JAKARTA, KOMPAS.com - Kejaksaan Agung (Kejagung) melontarkan wacana untuk mengadili pengusaha Surya Darmadi sebagai tersangka kasus dugaan korupsi penyerobotan lahan di Provinsi Riau secara in absentia.
Penyebabnya adalah keberadaan Surya saat ini tidak diketahui.
Selain itu, Komisi Pemberantasan Korupsi (KPK) memasukkan Surya ke dalam daftar pencarian orang (DPO) sejak 9 Agustus 2019.
Anggota Komisi III DPR RI dari fraksi Partai Demokrat, Santoso, menduga Surya Darmadi melarikan diri ke Singapura.
Baca juga: Kejagung Buka Peluang Gelar Sidang In Absentia untuk Surya Darmadi
Akan tetapi, keberadaan Surya tetap harus dipastikan. Apalagi dia ditetapkan sebagai tersangka dalam 2 kasus korupsi berbeda oleh KPK dan Kejagung.
Dikutip dari Hukumonline, in absentia sebenarnya bukan sebuah sistem peradilan. Namun, dari segi hukum acara pidana, itu adalah kondisi saat terdakwa tidak hadir dalam persidangan.
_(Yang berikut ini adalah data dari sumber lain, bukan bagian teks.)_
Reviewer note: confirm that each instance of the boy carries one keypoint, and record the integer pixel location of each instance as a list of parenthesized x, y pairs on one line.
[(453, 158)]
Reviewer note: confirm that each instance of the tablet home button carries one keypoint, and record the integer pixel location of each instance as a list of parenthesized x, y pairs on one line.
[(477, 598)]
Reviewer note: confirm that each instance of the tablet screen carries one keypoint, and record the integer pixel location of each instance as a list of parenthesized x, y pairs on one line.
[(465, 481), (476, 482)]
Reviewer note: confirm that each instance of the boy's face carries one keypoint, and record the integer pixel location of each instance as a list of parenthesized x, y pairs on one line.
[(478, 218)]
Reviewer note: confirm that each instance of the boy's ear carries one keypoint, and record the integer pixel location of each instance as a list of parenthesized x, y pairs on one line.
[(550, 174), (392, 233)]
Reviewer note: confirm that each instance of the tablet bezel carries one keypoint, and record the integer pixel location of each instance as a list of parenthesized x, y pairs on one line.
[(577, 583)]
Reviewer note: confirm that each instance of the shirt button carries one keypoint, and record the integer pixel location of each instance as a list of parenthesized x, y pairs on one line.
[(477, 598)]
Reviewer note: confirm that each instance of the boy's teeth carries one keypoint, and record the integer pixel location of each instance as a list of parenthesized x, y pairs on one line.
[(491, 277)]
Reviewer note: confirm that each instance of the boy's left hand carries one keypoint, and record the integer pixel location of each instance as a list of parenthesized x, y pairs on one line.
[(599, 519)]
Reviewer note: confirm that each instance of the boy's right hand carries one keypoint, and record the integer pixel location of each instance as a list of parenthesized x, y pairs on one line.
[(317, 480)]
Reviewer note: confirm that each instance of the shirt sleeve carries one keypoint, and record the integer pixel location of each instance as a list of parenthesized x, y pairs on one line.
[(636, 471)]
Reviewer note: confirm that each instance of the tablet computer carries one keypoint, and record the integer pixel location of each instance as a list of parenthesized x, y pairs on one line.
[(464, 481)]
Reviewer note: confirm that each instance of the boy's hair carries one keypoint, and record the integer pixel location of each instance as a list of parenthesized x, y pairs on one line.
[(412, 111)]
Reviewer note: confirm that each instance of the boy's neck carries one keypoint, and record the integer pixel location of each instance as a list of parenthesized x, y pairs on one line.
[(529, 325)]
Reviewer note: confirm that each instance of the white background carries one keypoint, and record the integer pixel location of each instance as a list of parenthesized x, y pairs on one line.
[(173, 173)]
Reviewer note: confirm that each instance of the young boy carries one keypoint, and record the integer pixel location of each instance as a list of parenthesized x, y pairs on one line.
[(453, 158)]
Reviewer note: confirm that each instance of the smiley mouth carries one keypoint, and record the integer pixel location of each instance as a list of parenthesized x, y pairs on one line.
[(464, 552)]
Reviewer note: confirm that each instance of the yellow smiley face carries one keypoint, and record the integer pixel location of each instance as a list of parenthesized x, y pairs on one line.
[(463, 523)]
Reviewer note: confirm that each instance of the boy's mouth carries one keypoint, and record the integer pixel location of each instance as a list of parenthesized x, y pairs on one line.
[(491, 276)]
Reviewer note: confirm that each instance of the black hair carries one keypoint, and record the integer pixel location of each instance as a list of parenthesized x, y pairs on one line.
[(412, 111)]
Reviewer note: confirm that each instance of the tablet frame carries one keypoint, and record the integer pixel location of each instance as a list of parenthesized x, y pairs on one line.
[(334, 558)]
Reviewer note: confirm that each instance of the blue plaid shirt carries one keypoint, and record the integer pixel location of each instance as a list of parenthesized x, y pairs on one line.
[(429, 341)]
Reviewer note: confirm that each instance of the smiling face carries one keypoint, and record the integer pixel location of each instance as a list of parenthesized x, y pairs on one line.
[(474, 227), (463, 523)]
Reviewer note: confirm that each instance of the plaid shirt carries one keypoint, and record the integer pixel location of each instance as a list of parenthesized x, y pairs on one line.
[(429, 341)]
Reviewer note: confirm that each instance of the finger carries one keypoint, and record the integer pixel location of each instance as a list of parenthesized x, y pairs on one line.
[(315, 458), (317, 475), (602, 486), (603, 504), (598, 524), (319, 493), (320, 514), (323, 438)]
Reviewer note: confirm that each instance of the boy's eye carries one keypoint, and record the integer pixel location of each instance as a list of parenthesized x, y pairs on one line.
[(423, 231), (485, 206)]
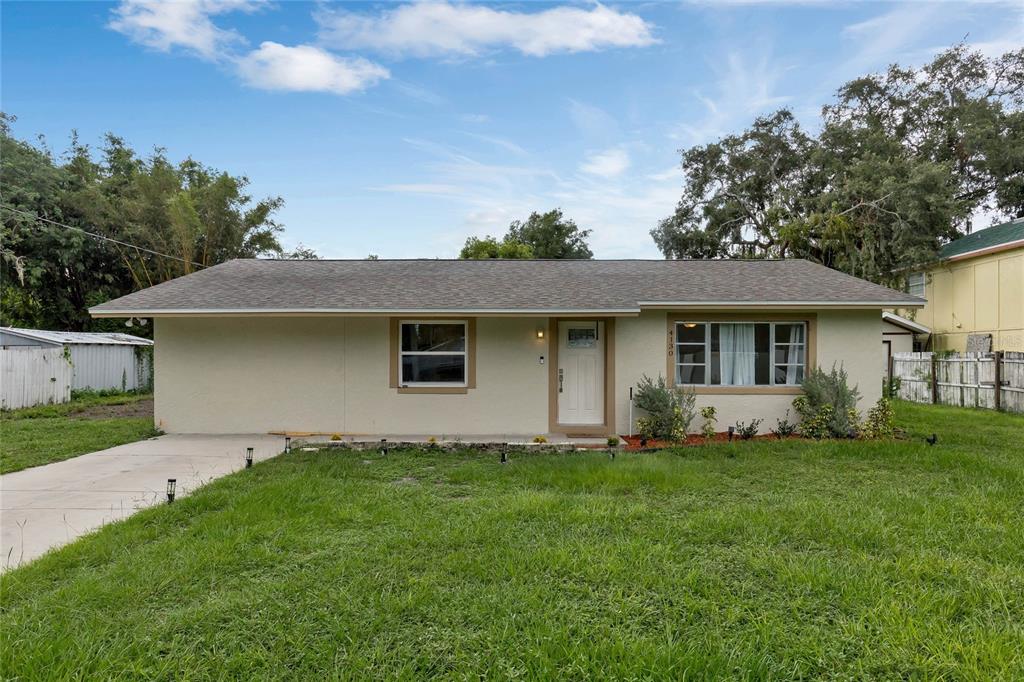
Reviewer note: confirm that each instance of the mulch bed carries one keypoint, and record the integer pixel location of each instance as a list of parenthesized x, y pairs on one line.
[(633, 442)]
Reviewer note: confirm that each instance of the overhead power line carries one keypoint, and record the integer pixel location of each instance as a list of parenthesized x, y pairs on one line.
[(29, 214)]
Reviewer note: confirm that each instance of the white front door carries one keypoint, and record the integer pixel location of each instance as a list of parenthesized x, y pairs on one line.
[(581, 373)]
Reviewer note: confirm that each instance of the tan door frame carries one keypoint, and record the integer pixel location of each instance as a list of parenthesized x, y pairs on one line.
[(554, 334)]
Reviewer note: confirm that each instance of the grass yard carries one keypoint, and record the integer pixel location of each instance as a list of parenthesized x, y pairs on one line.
[(753, 560), (33, 436)]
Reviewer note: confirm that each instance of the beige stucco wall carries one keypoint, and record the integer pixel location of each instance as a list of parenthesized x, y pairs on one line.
[(851, 339), (253, 375), (983, 295)]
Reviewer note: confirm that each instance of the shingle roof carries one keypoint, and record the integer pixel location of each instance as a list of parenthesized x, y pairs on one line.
[(73, 338), (481, 286), (984, 239)]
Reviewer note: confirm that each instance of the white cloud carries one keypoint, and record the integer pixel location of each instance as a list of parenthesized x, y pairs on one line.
[(431, 29), (303, 68), (744, 88), (184, 24), (606, 164)]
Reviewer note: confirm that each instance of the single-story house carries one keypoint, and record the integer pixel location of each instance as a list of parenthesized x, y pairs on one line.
[(900, 335), (100, 360), (975, 288), (474, 347)]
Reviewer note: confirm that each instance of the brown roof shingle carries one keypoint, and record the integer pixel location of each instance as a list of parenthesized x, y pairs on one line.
[(499, 286)]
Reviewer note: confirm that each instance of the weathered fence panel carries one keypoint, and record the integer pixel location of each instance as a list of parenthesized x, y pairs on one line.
[(31, 375), (1012, 374), (967, 380)]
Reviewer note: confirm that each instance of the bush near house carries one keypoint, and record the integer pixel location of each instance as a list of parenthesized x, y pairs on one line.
[(670, 410)]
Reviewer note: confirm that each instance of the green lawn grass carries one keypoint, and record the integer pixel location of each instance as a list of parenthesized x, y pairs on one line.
[(38, 435), (753, 560)]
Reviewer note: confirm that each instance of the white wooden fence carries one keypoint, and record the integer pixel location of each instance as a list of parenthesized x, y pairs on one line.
[(967, 380), (33, 375)]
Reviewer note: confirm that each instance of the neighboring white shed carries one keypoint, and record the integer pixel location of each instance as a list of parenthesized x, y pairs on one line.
[(99, 360)]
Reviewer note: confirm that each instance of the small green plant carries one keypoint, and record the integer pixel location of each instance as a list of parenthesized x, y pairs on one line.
[(881, 421), (748, 430), (783, 427), (828, 407), (670, 410), (710, 416)]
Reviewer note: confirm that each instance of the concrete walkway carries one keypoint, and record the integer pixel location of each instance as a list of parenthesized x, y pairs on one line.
[(49, 506)]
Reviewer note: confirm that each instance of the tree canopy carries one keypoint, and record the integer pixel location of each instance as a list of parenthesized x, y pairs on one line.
[(541, 236), (901, 162), (50, 272)]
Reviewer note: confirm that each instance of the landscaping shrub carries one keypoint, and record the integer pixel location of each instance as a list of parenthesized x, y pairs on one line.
[(783, 427), (670, 411), (881, 421), (711, 419), (748, 430), (828, 407)]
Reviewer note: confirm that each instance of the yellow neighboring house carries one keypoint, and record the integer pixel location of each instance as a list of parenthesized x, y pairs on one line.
[(977, 287)]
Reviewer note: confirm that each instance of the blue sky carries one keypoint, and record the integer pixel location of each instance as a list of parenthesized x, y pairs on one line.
[(400, 129)]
Sedangkan menurut hukum acara perdata atau hukum acara tata negara, in absentia berarti tergugat tidak hadir dalam persidangan.
Dalam pengertian lain, in absentia berarti terdakwa telah dipanggil secara sah dan tidak hadir di persidangan tanpa alasan yang sah, sehingga pengadilan melaksanakan pemeriksaan di pengadilan tanpa kehadiran terdakwa.
Kondisi in absentia dalam persidangan terdapat dalam Pasal 196 ayat (1) Undang-Undang Nomor 8 Tahun 1981 tentang Hukum Acara Pidana (KUHAP) yang menyatakan: ”Pengadilan memutus perkara dengan hadirnya terdakwa kecuali dalam hal undang-undang ini menentukan lain”.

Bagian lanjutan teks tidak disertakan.